For BrdU staining (Figs 3–5), a series of floating sections, with 250-µm intervals, from each animal were incubated in 2 N HCl for 30 min at 60 °C, and then incubated with anti-BrdU antibody (mouse, 1 : 200, Becton Dickinson, Franklin Lakes NJ, USA) overnight at 4 °C. After washing with PBS-T, the sections were incubated in biotinylated anti-mouse IgG antibody (1 : 500, Jackson). The signal was visualized using an ABC Elite kit (Vector Laboratories) and diaminobenzidine (DAB).
For double-labeling with BrdU and NeuN (Figs 6 and 7), following the incubation in HCl, sections were incubated in antibodies for BrdU (rat, 1 : 200, Abcam Ltd, Cambridge, UK) and NeuN (mouse, 1 : 200, Chemicon) overnight at 4 °C, then incubated in biotinylated anti-rat IgG antibody (donkey, 1 : 500, Jackson) and finally Alexa Fluor 488-conjugated anti-mouse IgG antibody (goat, 1 : 500, Molecular Probes) for 2 h at room temperature. The BrdU signal was amplified with an ABC system, and visualized by rhodamine-labeled thyramide (PerkinElmer).
For Ki67 staining (Figs 5 and 7), sections were incubated in anti-Ki67 antibody (rabbit, 1 : 800, Novocastra, Newcastle, UK) overnight at 4 °C, and then in Alexa Fluor 488-conjugated anti-rabbit antibody (goat, 1 : 500, Molecular Probes) for 2 h.

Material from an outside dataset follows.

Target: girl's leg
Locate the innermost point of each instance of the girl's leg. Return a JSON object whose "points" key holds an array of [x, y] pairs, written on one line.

Image processing and quantification
All the slides were coded before quantitative analysis, and the code was not broken until the analysis was complete. Cell counting was consistently performed by the same investigator (NK) blind to the group identification of each section. BrdU-labeled cells in the GCL and SGZ in the DG were counted under 400× magnification (Axioplan 2, Carl Zeiss, Germany). Cell numbers were counted using six or seven 50 µm-thick sections (250 µm apart) per animal. Therefore, the total number of cells in the DG was calculated by multipling the number of cells counted in these sections by six. For the SVZ, RMS and OB, absolute cell numbers were counted and presented. BrdU-labeled cells and Ki67 positive cells in the DG (SGZ and GCL), SVZ, RMS and OB were counted at 400× magnification under a microscope (Axioplan 2, Carl Zeiss, Germany). Pyknotic cells were identified and counted using DG and OB sections stained with Cresyl violet. The areas of the GCL and SGZ in each section were measured using Photoshop (Adobe) to calculate the density of pyknotic cells In the DG. BrdU-labeled cells in the DG and five randomly chosen areas scanned in the OB were captured by confocal laser microscopy (Carl Zeiss, LSM510, C-apochromat 40×/1.20 W objective and C-apochromat 63x/1.20 W objective lenses) to confirm double-labeling with NeuN. Cells were considered double-labeled if colabeling was seen throughout the extent of the nucleus on 1 µm optical sections. Co-localizations of AChR signals with neuronal markers (PSA-NCAM and NeuN) were analyzed on 1.0 µm optical sections, and contacts of ChAT-positive cholinergic fibers on to PSA-NCAM-positive immature neurons were analyzed on 0.4 µm optical sections using confocal laser microscopy (LSM510; Carl Zeiss).
The obtained data were expressed as mean ± SE. Differences between means were determined by one-way anova, followed by the Bonferroni post hoc multiple comparison test. Differences were regarded as statistically significant when P < 0.05.